So, obviously, not the most interesting stuff to report. Until yesterday.
While on my walk down the field from the Villa Hellebosch to the local pub I came upon a skinny, rather lost looking man wheeling a giant suitcase. From half a kilometer away he begin waving to me, flagging me down as if drowning in the idyllic rural scene that surrounded him. He was about 65 years-old, I guessed, with either a head of very curly white hair or a very odd fur hat. Perhaps he was Russian. My first thought was that he was being attacked by bees, possibly Killer Bees, and I considered turning the other way and going home. I don't like bees and there's really nothing I could have done if he was being attacked by them. But, curiosity getting the better of me, I approached. There was something too casual about his clothing, and he had that sad, shop-window mannequin look of someone who is no longer permitted to dress himself. He wore a very yellow sweater and what appeared to be very comfortable trousers. He looked as domesticated as a small, toy poodle. Here was a ‘pet husband' and I couldn't help think that maybe he was trying to escape, that he'd been dressed by his wife for the last time, god-damnit, and so he tossed some clothes into a suitcase and was now, after maybe 40 years of excruciating marriage, running away to some fantastical country where husbands are still permitted to dress themselves.
I was wrong.
‘Je cherche la Grande Place' he said in a language that might have been French.
I recognized ‘The Grande Place', of course. Maybe you have heard of it. It is in the city Brussels, your city, some thirty kilometers away. A long walk even if you're not over sixty and carrying a large, wheeled suitcase. Now, it might not surprise you that I don't speak Dutch or French or Russian or Scottish or anything but my own special brand of American English. I am, however, quite good at smiling, so I proceeded to do that. I smiled and I nodded and I made a gesture with my hands to indicate that I couldn't possibly be of any help to the poor escapee. This kind of thing normally works. But he tried again.
‘j'ai très faim,' he said.
‘Ah-ha,' I said, nodding my head with emotional gravity, hoping I could pass him and be on my way. I could see my destination, the pub in the distance.
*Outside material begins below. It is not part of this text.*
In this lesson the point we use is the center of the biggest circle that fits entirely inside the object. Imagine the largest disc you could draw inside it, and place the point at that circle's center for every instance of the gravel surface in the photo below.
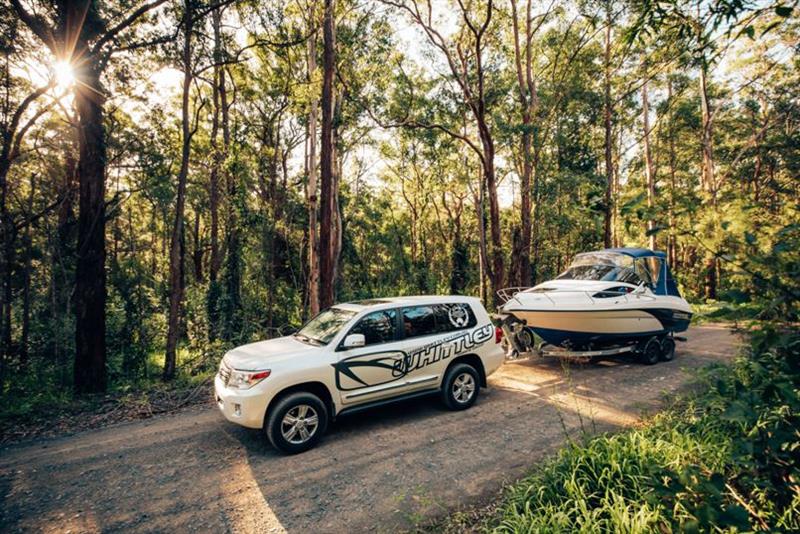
(382, 470)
And I began to feel like Odysseus trying to get back home. Well, if Odysseus was an alcoholic.
‘Croissant?' he said.
Now, ‘Croissant'. This word I knew. I showed him my empty pockets and made a sad face - I didn't have any croissants for him. Maybe, I thought, in Flanders everyone carries with them Croissants to give to confused, wandering old men. Maybe it was tradition. ‘I'm sorry,' I said, in English. ‘No croissants!'
‘You speak English?' He said it loud and slowly, as if speaking to a small, deaf child.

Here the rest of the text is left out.